30/07/2022
"Dopo 110 anni ho realizzato il sogno di mia madre Annamaria: portare il Monza in Serie A. E ho pianto a dirotto.
A 5 anni mia mamma mi portò per la prima volta allo stadio: da bambino dicevo che da grande volevo fare il presidente del Monza, e così è stato. Ho imparato a leggere sulla Gazzetta dello Sport.
Mia madre aveva una piccola azienda di trasporti. Aspettavo che gli autisti andassero in pausa pranzo: salivo sul camion, rubavo la Gazza e la leggevo tutta.

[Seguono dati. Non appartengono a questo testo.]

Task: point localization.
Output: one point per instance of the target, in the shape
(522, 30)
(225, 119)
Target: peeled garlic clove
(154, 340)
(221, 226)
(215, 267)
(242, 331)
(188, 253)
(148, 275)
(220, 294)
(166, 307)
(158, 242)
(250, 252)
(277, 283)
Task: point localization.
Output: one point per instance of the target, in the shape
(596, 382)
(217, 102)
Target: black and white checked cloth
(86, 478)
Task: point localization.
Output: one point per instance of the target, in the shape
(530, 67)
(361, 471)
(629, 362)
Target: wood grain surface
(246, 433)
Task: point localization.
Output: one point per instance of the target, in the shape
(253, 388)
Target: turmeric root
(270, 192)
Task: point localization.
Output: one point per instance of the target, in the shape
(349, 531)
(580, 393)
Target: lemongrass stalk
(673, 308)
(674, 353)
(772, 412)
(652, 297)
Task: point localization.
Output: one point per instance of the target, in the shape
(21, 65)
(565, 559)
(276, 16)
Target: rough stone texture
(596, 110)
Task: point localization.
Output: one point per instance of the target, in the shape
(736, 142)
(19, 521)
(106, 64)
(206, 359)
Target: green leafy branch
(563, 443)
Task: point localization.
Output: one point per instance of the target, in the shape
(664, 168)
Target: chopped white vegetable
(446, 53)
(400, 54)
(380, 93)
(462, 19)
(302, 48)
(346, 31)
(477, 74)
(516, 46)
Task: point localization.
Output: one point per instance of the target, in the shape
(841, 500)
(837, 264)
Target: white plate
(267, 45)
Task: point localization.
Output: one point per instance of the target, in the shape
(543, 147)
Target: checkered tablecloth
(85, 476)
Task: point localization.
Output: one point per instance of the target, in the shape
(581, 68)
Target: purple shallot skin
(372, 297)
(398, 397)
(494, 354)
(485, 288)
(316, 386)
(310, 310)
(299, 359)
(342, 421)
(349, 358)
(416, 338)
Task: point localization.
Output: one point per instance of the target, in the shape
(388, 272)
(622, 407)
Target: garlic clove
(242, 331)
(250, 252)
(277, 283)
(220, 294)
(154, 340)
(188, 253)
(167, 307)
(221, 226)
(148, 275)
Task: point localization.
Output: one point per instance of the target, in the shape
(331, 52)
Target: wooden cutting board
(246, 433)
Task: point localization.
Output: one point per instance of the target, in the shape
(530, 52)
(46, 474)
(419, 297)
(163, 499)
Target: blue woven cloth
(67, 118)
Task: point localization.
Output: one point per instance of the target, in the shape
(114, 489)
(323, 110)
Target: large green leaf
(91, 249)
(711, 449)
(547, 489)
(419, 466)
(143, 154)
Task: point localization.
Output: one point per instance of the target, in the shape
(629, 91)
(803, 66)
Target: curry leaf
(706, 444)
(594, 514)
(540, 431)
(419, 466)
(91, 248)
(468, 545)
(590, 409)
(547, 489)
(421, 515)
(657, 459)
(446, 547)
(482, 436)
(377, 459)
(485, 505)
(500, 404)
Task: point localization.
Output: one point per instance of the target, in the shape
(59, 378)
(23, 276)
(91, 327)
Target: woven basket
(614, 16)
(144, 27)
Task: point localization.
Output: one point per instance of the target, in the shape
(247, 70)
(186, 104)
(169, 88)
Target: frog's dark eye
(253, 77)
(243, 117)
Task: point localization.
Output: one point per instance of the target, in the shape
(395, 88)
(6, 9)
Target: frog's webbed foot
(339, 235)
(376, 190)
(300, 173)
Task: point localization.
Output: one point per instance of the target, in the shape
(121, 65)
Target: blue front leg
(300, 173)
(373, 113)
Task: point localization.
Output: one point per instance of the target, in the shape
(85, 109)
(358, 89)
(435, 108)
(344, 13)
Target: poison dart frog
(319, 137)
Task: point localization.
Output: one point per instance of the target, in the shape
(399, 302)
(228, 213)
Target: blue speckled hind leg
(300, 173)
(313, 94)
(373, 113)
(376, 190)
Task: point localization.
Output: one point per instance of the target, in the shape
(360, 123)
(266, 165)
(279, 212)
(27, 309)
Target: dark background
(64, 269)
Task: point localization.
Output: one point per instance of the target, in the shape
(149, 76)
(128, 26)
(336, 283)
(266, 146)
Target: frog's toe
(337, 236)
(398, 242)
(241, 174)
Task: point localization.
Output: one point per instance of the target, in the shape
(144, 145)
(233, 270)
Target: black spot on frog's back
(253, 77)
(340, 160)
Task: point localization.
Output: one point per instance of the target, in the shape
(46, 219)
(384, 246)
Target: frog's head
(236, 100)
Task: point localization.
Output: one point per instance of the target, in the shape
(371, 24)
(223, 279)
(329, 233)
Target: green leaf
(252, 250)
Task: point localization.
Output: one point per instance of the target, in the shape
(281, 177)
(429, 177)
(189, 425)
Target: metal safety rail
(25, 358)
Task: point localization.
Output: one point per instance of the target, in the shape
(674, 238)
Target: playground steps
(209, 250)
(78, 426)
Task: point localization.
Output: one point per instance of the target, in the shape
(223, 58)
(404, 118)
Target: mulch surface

Io ho avuto una grande fortuna nella mia vita: essere sì il numero due, ma di Silvio Berlusconi.
Il momento esatto in cui è cambiata la mia vita?
Lo ricordo come fosse ora: 1 novembre 1979. Berlusconi mi invitò a cena ad Arcore. Mi chiese se con la mia Elettronica industriale, piccola azienda che portava in Italia il segnale delle televisioni straniere fossi in grado di costruire tre reti nazionali.
Io dissi di sì. Lui mi rispose: “Bene, il prezzo lo faccia lei”. Pagò un miliardo delle vecchie lire per il 50% della mia azienda: la cifra non l’ho mai rivelata a nessuno.
Il mio Milan era un gruppo di campioni veri, di persone fantastiche e talenti inarrivabili, non è un caso che negli anni di Ancelotti si è vinto tutto, arrivando al primo posto al ranking europeo. Se ripenso a quei ragazzi mi vengono i lucciconi agli occhi.
Manchester 2003, sempre quella finale, i rigori, dopo Del Piero che lo segna tocca a Sheva.
Gol, siamo nuovamente campioni d’Europa.
Qualche sera dopo ci ritroviamo a festeggiare il titolo al Castello Sforzesco, io passo per i tavoli e a un certo punto mi fermo a quello in cui è seduto un famoso psichiatra, ora non ricordo il nome.
Gli dico: “Professore, da alcuni giorni sogno Shevchenko che va sul dischetto, tira e sbaglia il rigore decisivo. È grave?”.
E lui: “è incurabile“.
Buon compleanno al "Condor" Adriano Galliani!